Overtraining or Just a Bad Day?

I’ve been pushing myself like an animal, doing a push/pull/leg routine for 3.5 solid months, training every other day.

Numbers increased dramatically, diet is in order, been on a roll, etc. Life was good.

Some problems in the past week though:

Squat session: sharp pain in my right quad, chalked it up to an unbalanced bar and just kept pushing.

Really bad DOMS in my chest and painful cramps in my left calf – woke me up a couple times while sleeping.

Left rotator cuff screwed up, just noticed today while stretching.

I’ve felt pretty drained physically the past week, a lot more than usual, but haven’t lost motivation to hit the gym whatsoever.

However, tonight I completely missed a DL for three plates (Which I normally can hit for reps all day long), took it down to 275 and couldn’t get it off the ground. Had to drop all the way to two plates and still struggled.

Everything else went to hell, like my strength just disappeared overnight. I stopped about 20 minutes into the session and went home.

Usually my training is periodically interrupted: business trips, pesky girlfriends dragging me on vacation, etc. I’ve been running straight without missing a beat, maybe its taken a toll?

No issues in my personal life either.

I’d really HATE to take time off: keep going for another week? Stop now? Kinda obsessed with lifting weights (like a crack addict, just can’t quit), what do you guys think?

i know the feeling of taking time off, but it might be an idea to just drop it off for a week, if you need to do something just do some bodyweight stuff.

I’d probably say that you need to listen to your body. If your lifts are getting messed up, your body is starting to constantly feel run down, or you start losing your training edge, it’s possible you may need to take a week or so off. It never hurt anyone, and you can’t (won’t) lose any strength or muscle in that time. If your body doesn’t feel up to par, take it easy until it does.

There’s no downside to some extra rest. Take a week off. You wont lose any size and I bet your strength increases as well.

Plus, if you get really hurt and can’t train because of it, you’ll REALLY be pissed.

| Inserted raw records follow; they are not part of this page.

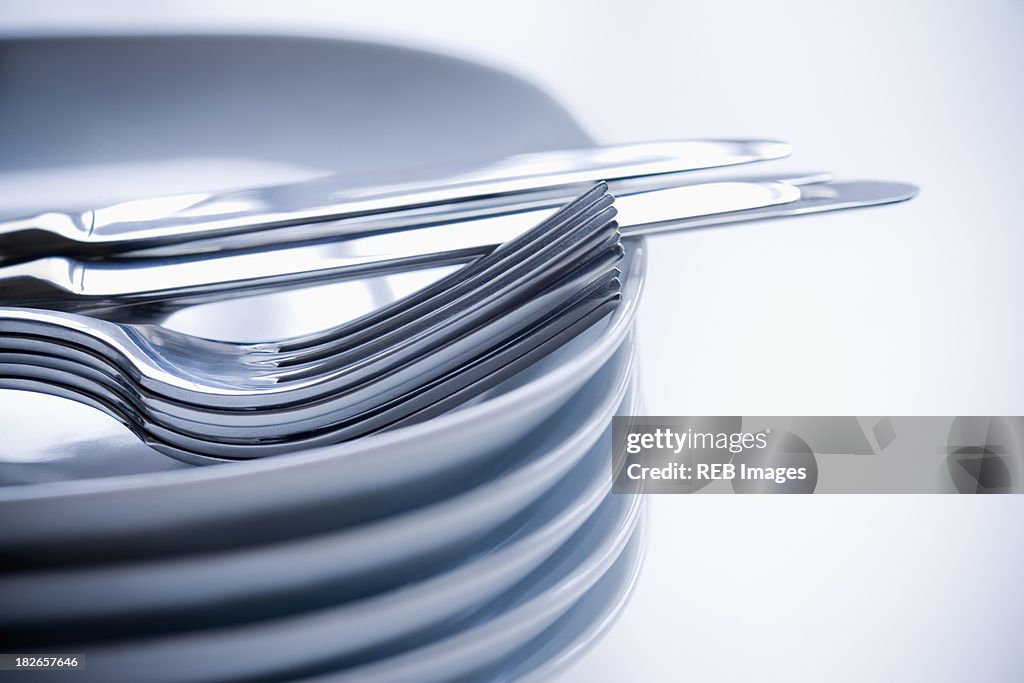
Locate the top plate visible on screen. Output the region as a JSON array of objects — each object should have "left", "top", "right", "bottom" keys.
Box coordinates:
[{"left": 0, "top": 30, "right": 644, "bottom": 549}]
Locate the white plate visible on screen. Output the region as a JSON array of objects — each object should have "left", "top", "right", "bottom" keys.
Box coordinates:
[
  {"left": 0, "top": 35, "right": 589, "bottom": 485},
  {"left": 0, "top": 347, "right": 633, "bottom": 634},
  {"left": 487, "top": 517, "right": 647, "bottom": 683},
  {"left": 43, "top": 475, "right": 641, "bottom": 683},
  {"left": 295, "top": 495, "right": 642, "bottom": 683}
]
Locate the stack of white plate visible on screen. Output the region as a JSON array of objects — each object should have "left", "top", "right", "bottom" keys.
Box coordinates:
[
  {"left": 0, "top": 246, "right": 644, "bottom": 683},
  {"left": 0, "top": 31, "right": 645, "bottom": 683}
]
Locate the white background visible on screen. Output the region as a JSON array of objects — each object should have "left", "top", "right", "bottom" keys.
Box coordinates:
[{"left": 0, "top": 0, "right": 1024, "bottom": 683}]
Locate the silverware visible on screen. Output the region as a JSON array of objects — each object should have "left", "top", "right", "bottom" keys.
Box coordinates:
[
  {"left": 0, "top": 184, "right": 623, "bottom": 460},
  {"left": 0, "top": 173, "right": 916, "bottom": 319},
  {"left": 0, "top": 140, "right": 791, "bottom": 262},
  {"left": 0, "top": 180, "right": 800, "bottom": 316}
]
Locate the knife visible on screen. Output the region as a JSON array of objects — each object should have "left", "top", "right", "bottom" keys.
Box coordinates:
[
  {"left": 0, "top": 140, "right": 791, "bottom": 262},
  {"left": 0, "top": 175, "right": 916, "bottom": 319}
]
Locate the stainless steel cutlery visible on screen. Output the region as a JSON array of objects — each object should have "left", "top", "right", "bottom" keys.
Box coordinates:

lol…he invoked a crack addict, and a pothead (SSC) showed up.

This sounds very weird though. If you can rep 315 (that i assume most men can after a year of good training) and couldn;t budge 275 with the same training program, I would be really worried. That sharp pain in the quad is not good news either.

[quote]SSC wrote:
I’d probably say that you need to listen to your body. If your lifts are getting messed up, your body is starting to constantly feel run down, or you start losing your training edge, it’s possible you may need to take a week or so off. It never hurt anyone, and you can’t (won’t) lose any strength or muscle in that time. If your body doesn’t feel up to par, take it easy until it does.[/quote]

I recently was forced to take a week off due to very painful tendons around my knees and my left elbow…but here’s what I did so that I could still be in the gym doing SOMETHING productive, because I too am obsessed.

I would go every day for the the week I took off (M-F) and I did nothing but grip strengthening work, calf exercises, and abdominal/core work.

I did that 5 days in a row, just picked different things to do each day. It kept me in that going to the gym strait from work groove and helped me stay semi sane. By thursday/friday though I was getting very irritated that I couldn’t lift any weight for real though, lol.

Thanks for the input guys, stepping back for a moment and really thinking about things changed my perspective.

Definitely time for a mini vacation. Training heavy to failure for this long really delivered a beating – like a bunch of unpaid parking tickets, its finally caught up to me.

Upside? Plenty of time to pinch plates, read up on T-Nation AND be 100% refreshed.

Ahhh yes, plate pinches. I did those every day for my 5 days off. Among many other things including wrist curls, farmer’s walks, etc. Got boring doing nothing but that after several days, but I actually saw a 1/4" increase on my forearms in just the like 3 weeks since then. (that week off is when I decided to start directly training forearms and calves, hadn’t been doing them at all). Saw a 1/2" increase in my calves too. Those measurements are compared to measurements that were taken about 2 months prior.